Не знаю, что там со знаками судьбы, но я хотела его. Это было правдой. В Лоренцо чувствовался животный магнетизм, что-то, что невозможно спрятать под дорогими костюмами или замаскировать рафинированными беседами о «Шато О-Брион» урожая тысяча девятьсот двадцать девятого года. Этот мужчина был наполнен особой энергетикой, силой жизни, которая прорывалась наружу. Такая же сила жила и во мне, хотя до встречи с ним я не подозревала о её существовании. Теперь эти две стихии требовали свободы, чтобы слиться воедино вопреки всем разумным доводам.

Лоренцо подходит вплотную. Проводит пальцем по моей распухшей нижней губе. Всё ещё не в силах отдышаться, я вжимаюсь в стол.

— Ты не представляешь, какая ты…

Итальянец что-то говорит дальше, но я уже его не слушаю. В моей голове мысли бьются в жестокой лихорадке: «Бежать, надо бежать отсюда. Надо забыть всё, что произошло. Нет. Постой. Лучше подумай, когда ещё тебе в жизни выпадет такой шанс? Ты в Италии, в Венеции, рядом с мужчиной, который хочет тебя, а ты его. Жизнь только одна. Что ты теряешь? Пусть это будет маленькой венецианской тайной, кроме того, ты узнаешь, что это такое — секс с венецианским архитектором».

Я сажусь на стол и чуть откидываюсь назад, провожу ладонями по его груди, затем по животу вниз. Он нервно сглатывает и закрывает глаза. Мои же напротив, широко распахиваются. От неожиданно большого приятного сюрприза. Последняя мысль, которая проносится в голове: «Это — джекпот!!»

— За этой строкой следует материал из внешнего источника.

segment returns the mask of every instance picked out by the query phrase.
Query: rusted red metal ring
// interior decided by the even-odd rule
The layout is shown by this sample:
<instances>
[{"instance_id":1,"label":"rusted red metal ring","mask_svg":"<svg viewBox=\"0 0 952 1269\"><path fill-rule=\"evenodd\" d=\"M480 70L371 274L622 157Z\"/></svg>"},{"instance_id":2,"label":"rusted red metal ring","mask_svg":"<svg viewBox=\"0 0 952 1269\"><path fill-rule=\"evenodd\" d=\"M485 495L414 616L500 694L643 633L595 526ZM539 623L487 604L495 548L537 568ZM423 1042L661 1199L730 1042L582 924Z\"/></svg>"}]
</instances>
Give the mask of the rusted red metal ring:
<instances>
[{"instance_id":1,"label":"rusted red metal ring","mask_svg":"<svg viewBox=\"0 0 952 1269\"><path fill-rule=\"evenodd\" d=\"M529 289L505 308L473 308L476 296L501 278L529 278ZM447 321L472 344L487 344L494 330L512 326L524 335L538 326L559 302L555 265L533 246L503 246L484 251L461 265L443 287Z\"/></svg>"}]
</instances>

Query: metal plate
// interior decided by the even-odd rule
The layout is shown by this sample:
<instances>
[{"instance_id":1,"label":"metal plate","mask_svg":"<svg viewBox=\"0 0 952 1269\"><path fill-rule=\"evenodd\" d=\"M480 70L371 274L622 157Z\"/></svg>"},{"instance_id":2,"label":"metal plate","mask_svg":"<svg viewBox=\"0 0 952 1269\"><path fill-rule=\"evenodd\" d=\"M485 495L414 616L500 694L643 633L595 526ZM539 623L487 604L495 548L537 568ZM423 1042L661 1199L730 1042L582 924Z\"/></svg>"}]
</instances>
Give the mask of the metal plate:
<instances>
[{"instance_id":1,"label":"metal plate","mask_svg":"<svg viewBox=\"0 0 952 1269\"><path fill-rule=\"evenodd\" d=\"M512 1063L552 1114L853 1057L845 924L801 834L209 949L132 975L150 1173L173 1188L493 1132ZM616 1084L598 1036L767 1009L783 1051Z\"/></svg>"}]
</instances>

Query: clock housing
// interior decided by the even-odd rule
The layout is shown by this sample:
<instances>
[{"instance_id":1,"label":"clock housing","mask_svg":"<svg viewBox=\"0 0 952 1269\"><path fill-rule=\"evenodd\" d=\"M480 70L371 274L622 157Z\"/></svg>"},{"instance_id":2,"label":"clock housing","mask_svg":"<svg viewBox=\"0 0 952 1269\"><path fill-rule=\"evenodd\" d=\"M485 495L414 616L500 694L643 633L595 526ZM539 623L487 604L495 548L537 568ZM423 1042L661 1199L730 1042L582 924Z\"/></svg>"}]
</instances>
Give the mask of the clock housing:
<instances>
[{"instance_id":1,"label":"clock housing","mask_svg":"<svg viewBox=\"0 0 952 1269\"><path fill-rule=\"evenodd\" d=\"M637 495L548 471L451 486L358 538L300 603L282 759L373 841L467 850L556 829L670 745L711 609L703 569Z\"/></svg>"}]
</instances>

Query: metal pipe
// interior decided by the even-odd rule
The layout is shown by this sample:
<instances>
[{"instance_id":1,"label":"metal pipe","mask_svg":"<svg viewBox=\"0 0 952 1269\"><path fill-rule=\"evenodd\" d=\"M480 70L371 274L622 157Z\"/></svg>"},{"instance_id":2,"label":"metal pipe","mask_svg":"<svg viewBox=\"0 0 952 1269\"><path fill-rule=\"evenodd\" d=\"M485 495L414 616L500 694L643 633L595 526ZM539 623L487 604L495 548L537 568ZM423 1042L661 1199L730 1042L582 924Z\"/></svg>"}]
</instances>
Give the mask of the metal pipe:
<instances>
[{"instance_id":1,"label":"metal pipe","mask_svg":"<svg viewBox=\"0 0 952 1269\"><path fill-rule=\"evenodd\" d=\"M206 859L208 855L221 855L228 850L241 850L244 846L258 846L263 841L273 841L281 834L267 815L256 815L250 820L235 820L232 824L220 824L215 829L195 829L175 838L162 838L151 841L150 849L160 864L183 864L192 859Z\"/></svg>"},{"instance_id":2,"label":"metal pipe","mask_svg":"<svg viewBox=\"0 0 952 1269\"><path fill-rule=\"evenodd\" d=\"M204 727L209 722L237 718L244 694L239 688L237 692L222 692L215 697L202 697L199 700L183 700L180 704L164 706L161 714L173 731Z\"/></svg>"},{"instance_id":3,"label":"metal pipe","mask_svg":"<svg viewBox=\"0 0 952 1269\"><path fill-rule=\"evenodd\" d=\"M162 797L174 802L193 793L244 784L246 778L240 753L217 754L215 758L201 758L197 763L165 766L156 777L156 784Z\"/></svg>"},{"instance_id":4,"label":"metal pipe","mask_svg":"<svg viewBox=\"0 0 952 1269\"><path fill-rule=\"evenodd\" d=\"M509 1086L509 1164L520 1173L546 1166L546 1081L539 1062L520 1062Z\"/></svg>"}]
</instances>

С той минуты я больше не принадлежала себе. Помню, как что-то падало со стола, как в спину впивались остро заточенные карандаши, разбросанные по столу, хрустели какие-то чертежи… А я со скоростью света неслась по чёрному тоннелю, который то там, то здесь озаряли неоновые вспышки. Наверное, нечто подобное испытывают, когда прыгают с крыши небоскрёба без страховки или когда внезапно обрывается трос у лифта, и он летит вниз по шахте со сто пятидесятого этажа. Удивительное, невероятное чувство свободы с примесью страха, который сжимает спазмом внутренности и растекается приторным холодком в животе. Лоренцо стал моим проводником в мир сакральных откровений и каскада удовольствий. Его страсть была заразительная, всепоглощающая. Он знал о моём теле всё. То, чего раньше не знал никто, даже я сама.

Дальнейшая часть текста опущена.